Route Families
| Route | Status | Notes |
|---|---|---|
| Triangle WCOJ | Released in the 0.9.2 line | Dedicated route for recognized triangle bodies over supported key widths. |
| 4-cycle WCOJ | Released in the 0.9.2 line | Dedicated route for recognized 4-cycle bodies. |
| K-clique WCOJ | Released in the 0.9.2 line | Planned clique routes with variable-order metadata and helper-split support. |
| Aggregate-fused WCOJ | On main, unreleased beyond 0.9.2 | Computes selected grouped aggregates without materializing the full join output. |
| Free Join | On main, unreleased beyond 0.9.2 | Generalized GPU multiway route for eligible bodies that do not match a dedicated shape. |
| Factorized recursive deltas | On main, unreleased beyond 0.9.2 | Computes novel recursive tuples without materializing witness-multiplied delta joins. |
Planning Pipeline
WCOJ starts in the compiler and finishes in the runtime:- The lowerer emits ordinary RIR for the rule body.

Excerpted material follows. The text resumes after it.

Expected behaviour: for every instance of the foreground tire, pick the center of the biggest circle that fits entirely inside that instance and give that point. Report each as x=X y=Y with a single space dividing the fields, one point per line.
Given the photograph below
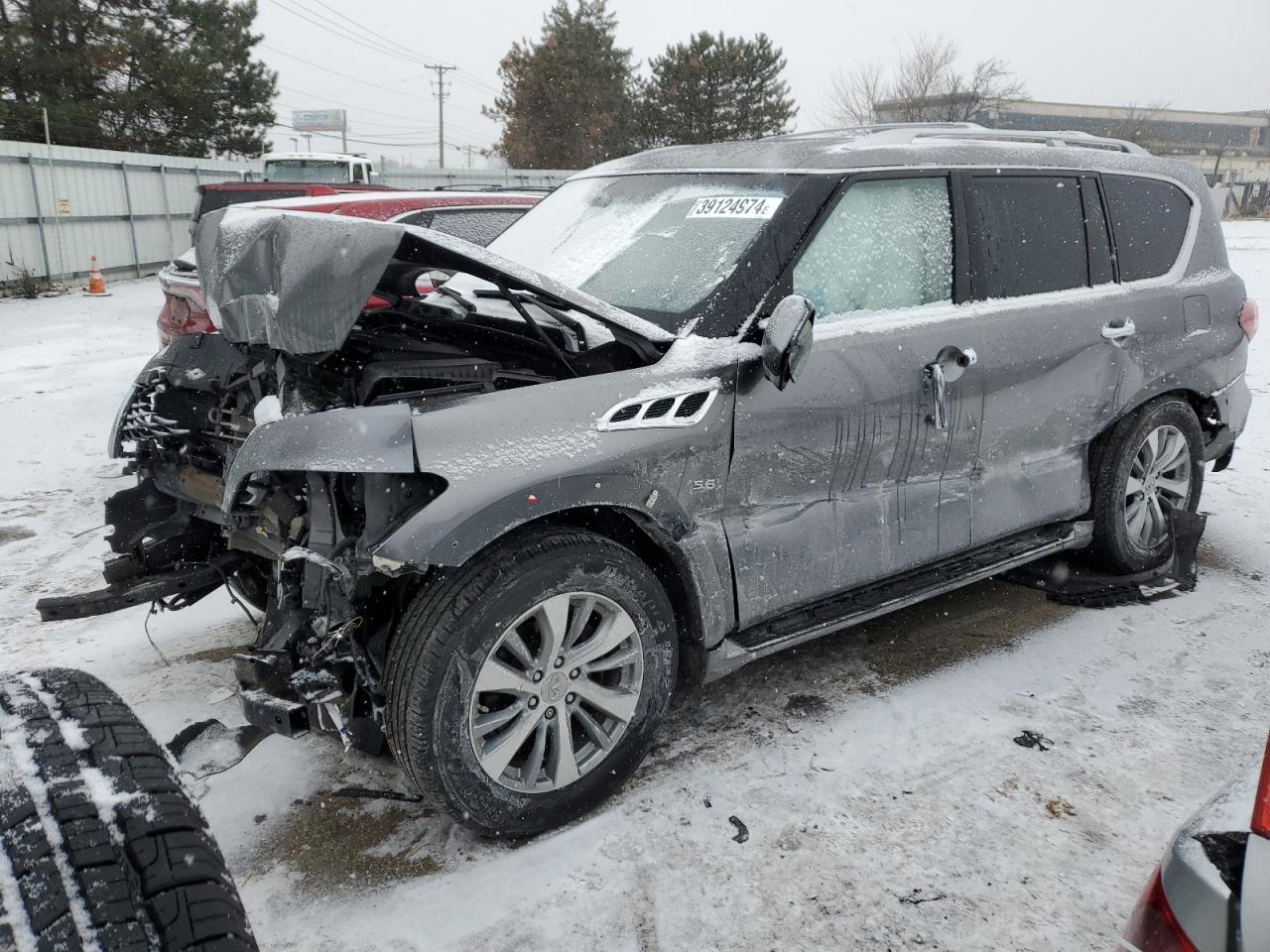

- Optimizer passes preserve semantics and may reorder recognized shapes when statistics make a better inner pair clear.
promote_multiwayconverts eligible bodies toRirNode::MultiWayJoin.- The executor dispatches the multiway node through
wcoj_dispatch. - The CUDA provider runs the dedicated WCOJ, Free Join, aggregate-fused, or factorized-delta kernel if the final runtime gate accepts it.
- If a gate declines, the executor uses the embedded fallback route.
Dispatch Counters
The executor exposes counters so you can distinguish route eligibility from route execution:- triangle, 4-cycle, and clique WCOJ dispatch counts;
- WCOJ error-decline count;
- aggregate-fused groupby dispatch count;
- Free Join dispatch count on main;
- factorized recursive-delta dispatch count on main.
Aggregate Fusion
Aggregate-fused WCOJ is main-only beyond 0.9.2. It routes selected grouped aggregate shapes through kernels that reduce by a root variable directly instead of first materializing all joined tuples. The route is intentionally narrow. It accepts only the shapes, widths, and aggregate operators implemented by the CUDA provider. Other aggregates decline to the materialize-plus-groupby path or return the same error the fallback would produce.Free Join
Free Join is main-only beyond 0.9.2. It handles broader multiway bodies with a frontier-based GPU algorithm instead of requiring a dedicated triangle or 4-cycle kernel. The planner can reorder inputs when the prefix-key constraints and statistics make a better route available. It can also decline when a candidate order would lose the factorized benefit or when required statistics are absent. Dedicated WCOJ shapes remain dedicated; Free Join is the general route, not a replacement for the specialized kernels.Factorized Recursive Deltas
Factorized recursive deltas are main-only beyond 0.9.2. The route targets transitive-closure-shaped recursive rules where the delta step can compute novel tuples by root rather than materializing every witness. The dispatcher chooses between:- a dense-domain bitvector route;
- a sparse-domain hash-set route;
- the legacy hash-join and diff path.
What Not To Claim
- Do not describe WCOJ as the universal join engine.
- Do not describe Free Join or factorized deltas as released in 0.9.2.
- Do not infer optimized dispatch from result equality.
- Do not mark a fallback as failure when the route contract says to decline cleanly.